Pour un bébé qui va naître, quand on choisit un cadeau, que ce soit un habit ou un jouet, nous sommes fortement aiguillés – notamment par les magasins et par les marques – à choisir la couleur bleue pour les petits garçons et la couleur rose pour les petites filles.
D'où vient cette classification, dont on peine à sortir, et ne serait-elle pas plus problématique qu'il n'y paraît ?
L'impermanence des codes, preuve de leur inconsistance
Le goût pour les couleurs bleue et rose n'est pas inné, mais bien, acquis. Pour preuve, les diverses modes les concernant durant l'histoire. Au Moyen Âge, le bleu était réservé aux femmes, en référence au manteau bleu de la sainte Vierge et à sa pureté. Et le rose, un rouge atténué finalement, était attribué aux hommes, car il symbolisait force et virilité.

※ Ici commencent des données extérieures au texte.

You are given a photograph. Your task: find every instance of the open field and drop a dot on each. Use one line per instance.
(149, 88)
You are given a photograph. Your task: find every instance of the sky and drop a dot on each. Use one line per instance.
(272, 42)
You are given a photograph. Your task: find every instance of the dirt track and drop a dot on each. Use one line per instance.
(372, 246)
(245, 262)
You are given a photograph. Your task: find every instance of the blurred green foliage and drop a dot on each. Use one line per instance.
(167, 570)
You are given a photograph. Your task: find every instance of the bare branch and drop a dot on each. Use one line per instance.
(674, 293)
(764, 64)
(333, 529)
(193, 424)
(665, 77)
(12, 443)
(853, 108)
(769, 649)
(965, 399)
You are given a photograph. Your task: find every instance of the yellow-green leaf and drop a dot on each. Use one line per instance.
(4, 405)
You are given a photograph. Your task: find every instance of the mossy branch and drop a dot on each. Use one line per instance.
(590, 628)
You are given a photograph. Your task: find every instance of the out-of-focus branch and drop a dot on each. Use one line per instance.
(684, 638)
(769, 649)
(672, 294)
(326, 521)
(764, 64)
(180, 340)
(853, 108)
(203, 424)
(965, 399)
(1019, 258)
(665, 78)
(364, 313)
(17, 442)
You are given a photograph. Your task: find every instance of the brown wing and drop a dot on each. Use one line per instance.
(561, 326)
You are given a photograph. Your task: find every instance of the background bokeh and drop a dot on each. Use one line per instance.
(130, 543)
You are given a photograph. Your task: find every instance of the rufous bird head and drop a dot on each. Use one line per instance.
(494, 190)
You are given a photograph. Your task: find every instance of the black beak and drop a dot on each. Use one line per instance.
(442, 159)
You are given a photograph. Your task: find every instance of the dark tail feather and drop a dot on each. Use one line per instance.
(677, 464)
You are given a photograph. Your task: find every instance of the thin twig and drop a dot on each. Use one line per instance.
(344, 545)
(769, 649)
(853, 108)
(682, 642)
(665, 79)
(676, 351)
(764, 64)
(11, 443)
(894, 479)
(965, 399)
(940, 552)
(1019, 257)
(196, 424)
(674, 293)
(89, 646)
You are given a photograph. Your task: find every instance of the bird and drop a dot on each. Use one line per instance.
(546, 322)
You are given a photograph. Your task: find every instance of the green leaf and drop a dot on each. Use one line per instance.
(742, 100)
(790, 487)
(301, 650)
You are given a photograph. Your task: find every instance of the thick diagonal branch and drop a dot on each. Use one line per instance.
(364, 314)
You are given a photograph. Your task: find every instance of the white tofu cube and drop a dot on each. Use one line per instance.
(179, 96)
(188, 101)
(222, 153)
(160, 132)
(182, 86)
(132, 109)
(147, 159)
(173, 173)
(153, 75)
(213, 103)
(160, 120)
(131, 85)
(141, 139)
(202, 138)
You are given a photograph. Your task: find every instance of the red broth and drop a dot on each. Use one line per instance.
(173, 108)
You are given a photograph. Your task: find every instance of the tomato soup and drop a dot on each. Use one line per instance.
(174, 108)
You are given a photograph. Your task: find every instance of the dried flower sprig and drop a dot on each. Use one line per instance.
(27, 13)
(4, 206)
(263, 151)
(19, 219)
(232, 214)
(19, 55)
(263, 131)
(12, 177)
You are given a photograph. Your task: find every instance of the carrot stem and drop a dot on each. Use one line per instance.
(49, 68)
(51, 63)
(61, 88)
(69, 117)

Un renversement des attributions s'est ensuite opéré pour plusieurs raisons, comme l'expliquait la journaliste Giulia Foïs dans "Pas son genre" : "Sauf que, entre autres choses évidemment, rien ne s’expliquant jamais par un seul facteur, au XVIIIe siècle, La Pompadour s’entiche du rose, se met à en porter, à s’en farder. Ça n’est pas très étonnant quand on connaît l’esprit, la culture, la soif de liberté de la marquise, qui donne, d’ailleurs, son nom à une Rose. La favorite du roi est autant admirée que détestée. Devenant sa couleur, le rose se met à incarner la futilité, la versatilité, la manigance et la fausseté." On imagine ainsi aisément le revirement à venir...
Quant aux bébés et aux enfants, ils étaient à l'époque habillés le plus souvent en blanc, symbole de pureté et d’innocence. Et avec du linge facile à laver, en faisant bouillir ensemble sans risque de déteindre !
Pour les bambins, les choses ont changé assez récemment – il y a quelques décennies. Emmanuelle Berthiaud, historienne, spécialiste de l’histoire des femmes, expliquait sur France Culture : "Il faut attendre les années 1930 avec le développement du marketing, et la possibilité d’avoir des vêtements qui supportent de nombreux lavages et qui vont être accessibles aux catégories populaires, pour que cette mode commence à se répandre dans les pays européens." Mais le véritable déploiement mondial de la généralisation du rose pour les filles et du bleu pour les garçons a lieu dans les années 1980.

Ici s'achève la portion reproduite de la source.